No al “narcocorrido”

Hasta ahora, Ayala es uno de los pocos músicos cuya reputación jamás ha sido cuestionada. Los 10 años que navegó junto con Cornelio en Los Relámpagos del Norte le dieron suficiente capital para no sucumbir a las tentaciones: salvo dos grabaciones de corridos de narcos, a principios de los 70, evitó cantarle a los criminales. Y sólo hasta 20 años más tarde contaminó su música al mezclarla con cumbia y tecno.

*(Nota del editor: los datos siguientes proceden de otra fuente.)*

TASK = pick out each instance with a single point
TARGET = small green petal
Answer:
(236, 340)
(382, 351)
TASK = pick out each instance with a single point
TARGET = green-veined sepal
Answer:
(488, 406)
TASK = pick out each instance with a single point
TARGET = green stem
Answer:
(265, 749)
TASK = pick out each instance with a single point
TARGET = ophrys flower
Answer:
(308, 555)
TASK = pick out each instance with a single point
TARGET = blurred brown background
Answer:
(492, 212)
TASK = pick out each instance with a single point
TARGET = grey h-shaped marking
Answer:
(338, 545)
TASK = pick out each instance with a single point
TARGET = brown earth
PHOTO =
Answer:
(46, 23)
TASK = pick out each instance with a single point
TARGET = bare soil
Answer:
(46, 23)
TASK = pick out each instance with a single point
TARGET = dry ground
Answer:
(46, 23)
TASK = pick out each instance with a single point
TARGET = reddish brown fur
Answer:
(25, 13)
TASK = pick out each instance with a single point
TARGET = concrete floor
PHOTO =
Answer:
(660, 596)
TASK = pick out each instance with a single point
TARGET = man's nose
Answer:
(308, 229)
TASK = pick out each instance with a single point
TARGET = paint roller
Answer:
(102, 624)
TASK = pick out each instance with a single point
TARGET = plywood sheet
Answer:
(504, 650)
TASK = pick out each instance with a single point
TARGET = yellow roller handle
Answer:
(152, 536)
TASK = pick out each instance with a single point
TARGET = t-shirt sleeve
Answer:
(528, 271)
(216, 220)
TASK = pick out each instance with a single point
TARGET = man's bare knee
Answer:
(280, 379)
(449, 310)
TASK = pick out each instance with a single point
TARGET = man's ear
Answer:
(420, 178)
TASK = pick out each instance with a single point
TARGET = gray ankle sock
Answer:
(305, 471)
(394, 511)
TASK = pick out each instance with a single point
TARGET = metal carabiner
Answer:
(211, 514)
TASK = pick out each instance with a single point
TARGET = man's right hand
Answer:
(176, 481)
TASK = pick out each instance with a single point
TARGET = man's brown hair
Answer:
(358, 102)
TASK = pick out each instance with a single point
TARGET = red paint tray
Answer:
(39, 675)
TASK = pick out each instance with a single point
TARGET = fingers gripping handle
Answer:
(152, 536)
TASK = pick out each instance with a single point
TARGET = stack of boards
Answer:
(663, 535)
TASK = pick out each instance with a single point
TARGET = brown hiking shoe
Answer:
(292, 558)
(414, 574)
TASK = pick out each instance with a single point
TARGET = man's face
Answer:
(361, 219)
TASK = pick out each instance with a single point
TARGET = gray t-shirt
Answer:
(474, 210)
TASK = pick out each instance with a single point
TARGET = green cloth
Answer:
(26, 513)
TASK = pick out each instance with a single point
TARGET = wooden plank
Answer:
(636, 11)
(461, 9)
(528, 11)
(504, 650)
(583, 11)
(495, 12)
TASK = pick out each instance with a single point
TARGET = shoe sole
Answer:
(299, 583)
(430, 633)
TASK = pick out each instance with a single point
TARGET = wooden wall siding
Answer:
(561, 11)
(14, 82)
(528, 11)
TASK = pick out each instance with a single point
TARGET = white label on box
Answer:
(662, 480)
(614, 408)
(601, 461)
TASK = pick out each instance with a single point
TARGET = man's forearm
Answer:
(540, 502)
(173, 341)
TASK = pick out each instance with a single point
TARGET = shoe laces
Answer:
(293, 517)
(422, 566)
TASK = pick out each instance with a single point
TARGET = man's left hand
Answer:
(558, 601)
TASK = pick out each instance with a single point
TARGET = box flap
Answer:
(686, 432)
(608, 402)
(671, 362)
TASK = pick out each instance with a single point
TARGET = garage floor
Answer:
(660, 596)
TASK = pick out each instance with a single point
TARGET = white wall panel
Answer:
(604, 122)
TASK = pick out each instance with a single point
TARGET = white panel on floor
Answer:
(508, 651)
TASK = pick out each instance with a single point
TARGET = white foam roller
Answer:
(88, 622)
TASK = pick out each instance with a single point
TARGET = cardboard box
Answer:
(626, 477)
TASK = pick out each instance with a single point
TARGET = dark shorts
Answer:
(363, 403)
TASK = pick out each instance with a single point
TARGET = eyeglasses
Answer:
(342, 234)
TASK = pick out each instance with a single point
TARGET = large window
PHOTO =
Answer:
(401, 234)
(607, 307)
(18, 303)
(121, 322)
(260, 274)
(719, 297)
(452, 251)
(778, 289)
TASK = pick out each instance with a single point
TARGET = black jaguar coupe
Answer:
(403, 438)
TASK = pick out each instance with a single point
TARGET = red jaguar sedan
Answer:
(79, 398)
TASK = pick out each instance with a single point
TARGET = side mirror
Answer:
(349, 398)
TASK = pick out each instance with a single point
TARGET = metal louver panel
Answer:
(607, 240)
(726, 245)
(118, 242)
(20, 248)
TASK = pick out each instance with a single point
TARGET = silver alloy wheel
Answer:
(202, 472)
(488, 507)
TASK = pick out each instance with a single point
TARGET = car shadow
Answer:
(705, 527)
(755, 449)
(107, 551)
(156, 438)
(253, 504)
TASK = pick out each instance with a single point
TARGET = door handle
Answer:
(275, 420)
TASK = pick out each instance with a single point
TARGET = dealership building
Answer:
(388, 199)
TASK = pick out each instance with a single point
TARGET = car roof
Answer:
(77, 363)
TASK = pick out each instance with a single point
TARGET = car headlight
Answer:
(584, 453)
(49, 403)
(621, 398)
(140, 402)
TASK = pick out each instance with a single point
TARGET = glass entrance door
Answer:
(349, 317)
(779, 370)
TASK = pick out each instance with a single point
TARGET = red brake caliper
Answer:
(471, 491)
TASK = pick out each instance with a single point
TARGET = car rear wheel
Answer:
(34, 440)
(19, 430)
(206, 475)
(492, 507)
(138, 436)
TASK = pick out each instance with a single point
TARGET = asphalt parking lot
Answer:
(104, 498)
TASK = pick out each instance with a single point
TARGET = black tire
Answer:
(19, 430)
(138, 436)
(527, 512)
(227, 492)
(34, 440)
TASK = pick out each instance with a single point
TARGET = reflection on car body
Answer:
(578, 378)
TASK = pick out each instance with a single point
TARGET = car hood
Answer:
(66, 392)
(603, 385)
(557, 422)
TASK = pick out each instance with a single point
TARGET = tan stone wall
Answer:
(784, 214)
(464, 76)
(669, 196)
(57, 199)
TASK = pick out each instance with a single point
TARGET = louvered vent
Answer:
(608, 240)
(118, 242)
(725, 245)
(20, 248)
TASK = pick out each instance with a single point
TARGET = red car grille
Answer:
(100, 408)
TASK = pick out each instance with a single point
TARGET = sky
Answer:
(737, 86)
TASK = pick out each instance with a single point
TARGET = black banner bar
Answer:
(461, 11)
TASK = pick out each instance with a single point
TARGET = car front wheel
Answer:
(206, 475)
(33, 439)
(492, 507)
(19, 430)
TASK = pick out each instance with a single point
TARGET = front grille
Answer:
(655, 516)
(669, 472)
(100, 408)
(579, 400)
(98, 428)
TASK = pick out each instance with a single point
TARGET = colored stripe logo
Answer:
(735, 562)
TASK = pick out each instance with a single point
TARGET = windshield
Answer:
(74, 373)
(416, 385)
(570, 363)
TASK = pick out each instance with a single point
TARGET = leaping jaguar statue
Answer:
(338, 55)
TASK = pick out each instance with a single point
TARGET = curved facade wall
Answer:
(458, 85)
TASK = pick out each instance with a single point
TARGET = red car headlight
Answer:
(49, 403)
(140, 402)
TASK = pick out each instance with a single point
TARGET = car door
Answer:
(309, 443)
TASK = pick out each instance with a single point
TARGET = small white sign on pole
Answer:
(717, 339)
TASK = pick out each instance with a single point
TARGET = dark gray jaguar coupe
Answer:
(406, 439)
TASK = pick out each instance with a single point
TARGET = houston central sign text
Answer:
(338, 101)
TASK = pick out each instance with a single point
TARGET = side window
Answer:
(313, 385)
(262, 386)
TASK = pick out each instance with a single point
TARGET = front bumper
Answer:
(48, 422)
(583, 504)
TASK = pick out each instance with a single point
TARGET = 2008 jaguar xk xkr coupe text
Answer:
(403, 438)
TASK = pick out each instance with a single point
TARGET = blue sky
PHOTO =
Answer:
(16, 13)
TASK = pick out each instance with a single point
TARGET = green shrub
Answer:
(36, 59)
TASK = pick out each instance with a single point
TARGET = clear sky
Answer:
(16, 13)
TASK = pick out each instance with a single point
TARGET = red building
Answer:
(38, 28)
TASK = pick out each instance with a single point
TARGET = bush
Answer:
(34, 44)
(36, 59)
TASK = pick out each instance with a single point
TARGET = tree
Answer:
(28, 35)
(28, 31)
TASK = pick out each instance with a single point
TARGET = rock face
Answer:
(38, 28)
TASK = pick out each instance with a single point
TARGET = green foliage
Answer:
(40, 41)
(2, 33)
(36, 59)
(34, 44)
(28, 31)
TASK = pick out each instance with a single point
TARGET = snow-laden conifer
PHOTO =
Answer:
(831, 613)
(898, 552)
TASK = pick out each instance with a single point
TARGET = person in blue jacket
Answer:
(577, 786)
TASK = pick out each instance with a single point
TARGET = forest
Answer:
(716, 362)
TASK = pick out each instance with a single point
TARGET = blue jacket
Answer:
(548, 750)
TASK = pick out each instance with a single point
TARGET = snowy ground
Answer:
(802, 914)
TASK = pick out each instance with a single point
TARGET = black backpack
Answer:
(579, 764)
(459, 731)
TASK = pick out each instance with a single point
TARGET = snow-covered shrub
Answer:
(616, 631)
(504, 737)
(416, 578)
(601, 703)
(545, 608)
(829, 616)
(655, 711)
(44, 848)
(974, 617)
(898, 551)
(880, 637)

“Soy de la idea de que no puedo transmitirle a mi familia, con mi trabajo, un corrido que hable de drogas. Tampoco a mi público, que me conoce como un intérprete de canciones sanas, que pueden o no tener su mensaje, pero nunca uno negativo”, dice.

Aprendió lecciones desde los primeros años de su carrera, y con Los Relámpagos del Norte conoció los límites de la paciencia. Vivir por las noches les mantenía cerca de las tentaciones y en más de una ocasión sucumbieron a ellas, cuenta. El alcohol fue la peor, la madre de todas las irresponsabilidades. “Eso pasó con el finadito Cornelio Reyna. En los últimos años se iba solo, en su carro, y a veces no llegaba a trabajar”. Los Bravos del Norte tienen una agenda exhaustiva: cuatro conciertos por semana, y además acuden a platicas en escuelas públicas para hablar sobre los riesgos del alcohol y las drogas. Se trata de una obligación en el contrato de la banda.